Fig. 1: Schematics of the Pol II active site interaction landscape.
From: Widespread epistasis shapes RNA polymerase II active site function and evolution

a The Pol II active site is embedded in the center of a 12-subunit complex (left panel). Pol II functions are supported by distinct TL conformational states. An open TL (PDB: 5C4X) and closed TL (PDB: 2E2H) conformations are shown in the middle panel. GOF mutations have been identified in the TL and its proximal domains (right panel), suggesting TL mobility and function may be impacted by adjacent residues. b Examples of inter-residue genetic interactions. WT residues are shown in circles with a number indicating residue position in Rpb1. Mutant substitutions are shown in colored circles, with color representing mutant class. Colored lines between mutant substitutions represent types of genetic interactions. c Overview of experimental approach. We synthesized 10 libraries of TL variants represented by colored stars. Libraries were transformed into WT or mutated yeast strains. A selection assay was subsequently performed by scraping and replating the transformants onto different media for phenotyping.
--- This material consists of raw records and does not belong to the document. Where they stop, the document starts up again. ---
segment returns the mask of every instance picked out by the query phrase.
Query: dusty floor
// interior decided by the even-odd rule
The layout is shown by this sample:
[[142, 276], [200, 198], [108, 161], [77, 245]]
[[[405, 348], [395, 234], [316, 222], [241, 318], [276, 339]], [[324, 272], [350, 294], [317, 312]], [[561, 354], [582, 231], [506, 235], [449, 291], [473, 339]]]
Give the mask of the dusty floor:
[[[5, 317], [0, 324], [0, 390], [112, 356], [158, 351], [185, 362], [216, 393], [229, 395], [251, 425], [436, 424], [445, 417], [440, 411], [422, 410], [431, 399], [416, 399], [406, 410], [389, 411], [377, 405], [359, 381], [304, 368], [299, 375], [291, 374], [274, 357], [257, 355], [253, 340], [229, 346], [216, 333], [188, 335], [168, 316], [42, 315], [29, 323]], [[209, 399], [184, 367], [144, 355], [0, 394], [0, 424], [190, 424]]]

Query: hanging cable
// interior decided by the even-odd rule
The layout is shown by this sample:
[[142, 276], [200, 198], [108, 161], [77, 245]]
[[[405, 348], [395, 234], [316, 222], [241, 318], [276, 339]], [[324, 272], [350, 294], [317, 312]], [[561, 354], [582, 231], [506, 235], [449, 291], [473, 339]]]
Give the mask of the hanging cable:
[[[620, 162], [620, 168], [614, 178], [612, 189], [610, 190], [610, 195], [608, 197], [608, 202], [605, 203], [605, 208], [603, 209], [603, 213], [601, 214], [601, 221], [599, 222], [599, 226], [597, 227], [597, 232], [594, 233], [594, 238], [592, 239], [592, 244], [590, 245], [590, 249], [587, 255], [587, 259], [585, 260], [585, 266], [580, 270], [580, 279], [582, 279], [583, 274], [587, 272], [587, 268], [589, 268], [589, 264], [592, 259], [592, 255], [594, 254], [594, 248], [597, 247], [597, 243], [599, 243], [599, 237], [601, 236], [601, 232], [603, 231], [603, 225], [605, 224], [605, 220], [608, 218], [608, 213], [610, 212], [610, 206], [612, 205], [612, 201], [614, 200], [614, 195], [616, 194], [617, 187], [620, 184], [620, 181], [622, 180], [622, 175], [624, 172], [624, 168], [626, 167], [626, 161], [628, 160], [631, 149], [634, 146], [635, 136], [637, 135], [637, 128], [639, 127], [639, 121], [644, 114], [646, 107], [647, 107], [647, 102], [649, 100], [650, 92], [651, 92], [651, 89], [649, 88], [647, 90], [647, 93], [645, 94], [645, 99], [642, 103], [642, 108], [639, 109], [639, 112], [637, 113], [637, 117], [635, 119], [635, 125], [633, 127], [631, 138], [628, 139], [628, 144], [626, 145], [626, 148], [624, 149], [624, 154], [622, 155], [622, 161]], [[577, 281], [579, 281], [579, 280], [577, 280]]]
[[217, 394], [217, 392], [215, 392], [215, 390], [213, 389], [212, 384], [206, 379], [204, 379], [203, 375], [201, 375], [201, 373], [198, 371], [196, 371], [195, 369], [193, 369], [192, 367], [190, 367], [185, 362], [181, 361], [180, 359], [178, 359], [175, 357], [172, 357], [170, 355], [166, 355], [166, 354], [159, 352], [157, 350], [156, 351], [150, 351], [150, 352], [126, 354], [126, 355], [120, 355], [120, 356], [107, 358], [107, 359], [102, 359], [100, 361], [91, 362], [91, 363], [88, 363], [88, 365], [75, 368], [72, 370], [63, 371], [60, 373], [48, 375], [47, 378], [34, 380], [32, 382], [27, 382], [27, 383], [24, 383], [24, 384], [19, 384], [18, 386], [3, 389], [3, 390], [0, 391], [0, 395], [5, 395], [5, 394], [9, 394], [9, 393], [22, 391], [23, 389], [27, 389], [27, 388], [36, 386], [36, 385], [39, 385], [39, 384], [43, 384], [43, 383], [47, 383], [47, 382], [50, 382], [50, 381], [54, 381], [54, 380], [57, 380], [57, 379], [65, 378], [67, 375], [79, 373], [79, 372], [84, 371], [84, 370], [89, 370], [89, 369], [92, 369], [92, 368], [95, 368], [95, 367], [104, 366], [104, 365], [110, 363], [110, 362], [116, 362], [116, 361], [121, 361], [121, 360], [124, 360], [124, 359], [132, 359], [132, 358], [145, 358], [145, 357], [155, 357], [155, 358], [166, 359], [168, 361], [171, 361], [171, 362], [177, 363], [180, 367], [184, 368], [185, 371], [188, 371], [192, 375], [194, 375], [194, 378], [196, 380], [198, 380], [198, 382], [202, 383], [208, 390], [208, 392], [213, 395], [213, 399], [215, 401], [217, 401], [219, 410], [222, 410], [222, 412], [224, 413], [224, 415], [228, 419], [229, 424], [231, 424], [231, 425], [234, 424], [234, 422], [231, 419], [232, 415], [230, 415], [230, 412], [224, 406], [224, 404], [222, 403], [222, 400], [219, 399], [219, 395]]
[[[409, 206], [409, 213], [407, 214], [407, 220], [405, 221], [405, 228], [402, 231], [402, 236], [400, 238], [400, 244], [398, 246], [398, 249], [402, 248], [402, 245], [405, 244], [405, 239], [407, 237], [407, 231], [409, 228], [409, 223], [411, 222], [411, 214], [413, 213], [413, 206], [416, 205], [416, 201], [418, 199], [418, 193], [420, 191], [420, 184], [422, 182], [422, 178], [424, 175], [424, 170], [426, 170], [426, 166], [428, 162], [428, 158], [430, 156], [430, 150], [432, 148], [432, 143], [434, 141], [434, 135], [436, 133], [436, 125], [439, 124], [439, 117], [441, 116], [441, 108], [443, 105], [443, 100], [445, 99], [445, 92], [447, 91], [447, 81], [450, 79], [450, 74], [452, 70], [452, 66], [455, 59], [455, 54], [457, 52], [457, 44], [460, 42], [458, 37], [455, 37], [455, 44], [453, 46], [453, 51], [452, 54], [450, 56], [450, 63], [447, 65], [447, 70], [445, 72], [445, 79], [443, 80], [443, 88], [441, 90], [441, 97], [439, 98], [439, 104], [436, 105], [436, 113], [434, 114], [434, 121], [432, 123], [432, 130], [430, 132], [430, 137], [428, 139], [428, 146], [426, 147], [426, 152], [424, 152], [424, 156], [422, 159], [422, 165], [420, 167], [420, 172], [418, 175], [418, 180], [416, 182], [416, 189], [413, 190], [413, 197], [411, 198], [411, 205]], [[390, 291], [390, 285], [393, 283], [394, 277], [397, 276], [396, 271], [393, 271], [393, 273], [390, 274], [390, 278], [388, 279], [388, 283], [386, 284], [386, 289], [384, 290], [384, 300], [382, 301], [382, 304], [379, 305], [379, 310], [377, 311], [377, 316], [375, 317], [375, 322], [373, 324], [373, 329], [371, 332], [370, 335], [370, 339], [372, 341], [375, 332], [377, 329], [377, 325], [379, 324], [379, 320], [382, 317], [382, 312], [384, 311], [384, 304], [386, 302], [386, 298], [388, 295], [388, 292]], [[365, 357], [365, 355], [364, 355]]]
DNA was extracted from yeast from all conditions, and then went through TL region amplification and Illumina sequencing. Read counts for variants on general conditions were used to determine growth fitness, while read counts on other conditions were used to determine the phenotypic fitness landscape. d Overview of analytical approach for determining interaction landscape. Mutant conditional growth fitnesses were calculated using allele frequencies under selective growth conditions and subjected to two logistic regression models for classification/prediction of catalytic defects. Double mutant interactions were computed using growth fitness. Classification allowed epistatic interactions to be deduced from double mutant growth fitness (see “Methods”).